The secret to success for news publishers lies in exemplary reporting

I am a voracious consumer of news. As a journalist, I follow the activity of professional news organizations and the journalists that comprise them. I track the thoughts and actions of politicians and business leaders through their social media profiles. And I even keep up with developments and debates in the media industry.

But I have a problem: my news consumption, while frequent, is far from sufficient.

It took an exercise of self-reflection to reveal this problem. For 48 hours, I tracked my media habits. Every time I opened Twitter, went to a website or tapped a link on Facebook, I recorded my activity.

I found that I consume almost all of my news natively on social media and occasionally through email newsletters. Rarely do I click on links to articles and videos, opting instead for fulfilling my needs with 140-characters of social text and a headline.

In the 48-hour period I recorded, I never once used my computer, a television or a newspaper to find and consume news, but opted instead for mobile platforms. Finally, I noticed I sometimes share media content I have not fully read or even engaged with at all (admittedly, this is my most shameful ritual).

As I discovered, I am guilty of the same millennial news consumption habits that challenge my industry. A recent study by Pew Research Center shows in 2016, 62% of U.S. adults say they get news from social media. Another report by Pew suggests that 72% of Americans get news from a mobile device.

I, and 62% of American adults, have reasoned that the content found on social media provides a baseline understanding of the news of the day. Simply by scrolling through social feeds, I stay in-the-know. With so many people consuming news this way, monetization opportunities dwindle for publishers.

To combat this problem, journalists must understand what compels an audience to engage with content beyond what they find on social media. By reflecting on my recorded habits, I noticed I tend to tap on stories I not only find interesting, but also assume will provide me with an angle or perspective I have not encountered prior.
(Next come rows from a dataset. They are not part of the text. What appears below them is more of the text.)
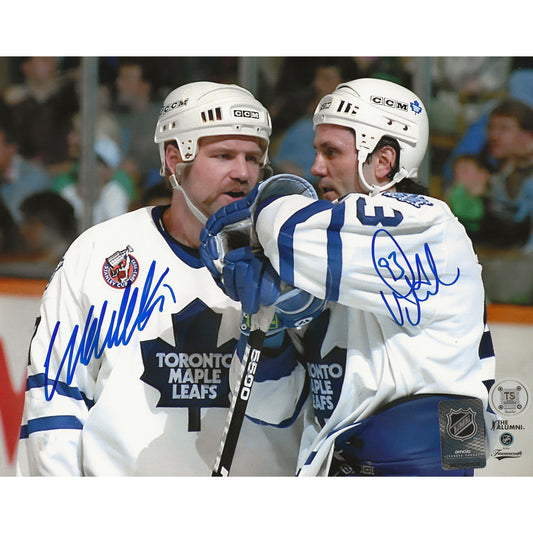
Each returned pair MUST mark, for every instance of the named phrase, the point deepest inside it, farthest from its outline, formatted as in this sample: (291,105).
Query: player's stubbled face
(225,169)
(335,163)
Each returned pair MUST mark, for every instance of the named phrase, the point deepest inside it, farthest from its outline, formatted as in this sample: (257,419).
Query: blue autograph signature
(120,330)
(410,285)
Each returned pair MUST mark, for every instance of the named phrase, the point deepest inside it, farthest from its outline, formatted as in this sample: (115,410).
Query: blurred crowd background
(76,144)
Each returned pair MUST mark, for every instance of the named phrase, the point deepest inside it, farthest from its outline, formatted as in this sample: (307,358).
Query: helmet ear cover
(376,109)
(204,109)
(395,145)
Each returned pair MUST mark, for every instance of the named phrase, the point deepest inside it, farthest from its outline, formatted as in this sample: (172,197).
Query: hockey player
(131,356)
(400,362)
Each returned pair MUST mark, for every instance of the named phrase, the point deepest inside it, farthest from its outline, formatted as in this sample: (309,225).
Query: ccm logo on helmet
(245,113)
(389,102)
(174,105)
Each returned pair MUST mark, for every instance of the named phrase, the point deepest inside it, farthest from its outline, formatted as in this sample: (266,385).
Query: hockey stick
(260,322)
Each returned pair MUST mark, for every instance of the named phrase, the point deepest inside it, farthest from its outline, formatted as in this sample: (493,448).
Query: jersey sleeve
(61,377)
(374,253)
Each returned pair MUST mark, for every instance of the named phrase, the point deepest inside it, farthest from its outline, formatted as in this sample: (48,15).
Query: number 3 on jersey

Thus, it is critical for news outlets to produce content that adds new, interesting ideas to public discourse. Media will be most successful — both in audience engagement and monetization — when it questions authority, presents new perspectives or otherwise challenges the norm.

Naturally, producing higher-caliber content comes at a cost. Stories exceeding typical standards often require time, money and re-allocating of personnel from daily news production. In a time when newsroom resources are scarce, this is not often easily attainable.

Still, publishers must find a balance. Supplying easy-to-consume news content hosted natively on social media remains an essential aspect of keeping an audience informed and engaged; however, monetization opportunities lie in deeper audience engagement than a commitment to 140-characters. Should media leaders spare the expense of deeper, inquisitive, quality storytelling, they will surely reap the benefits of a more invested audience.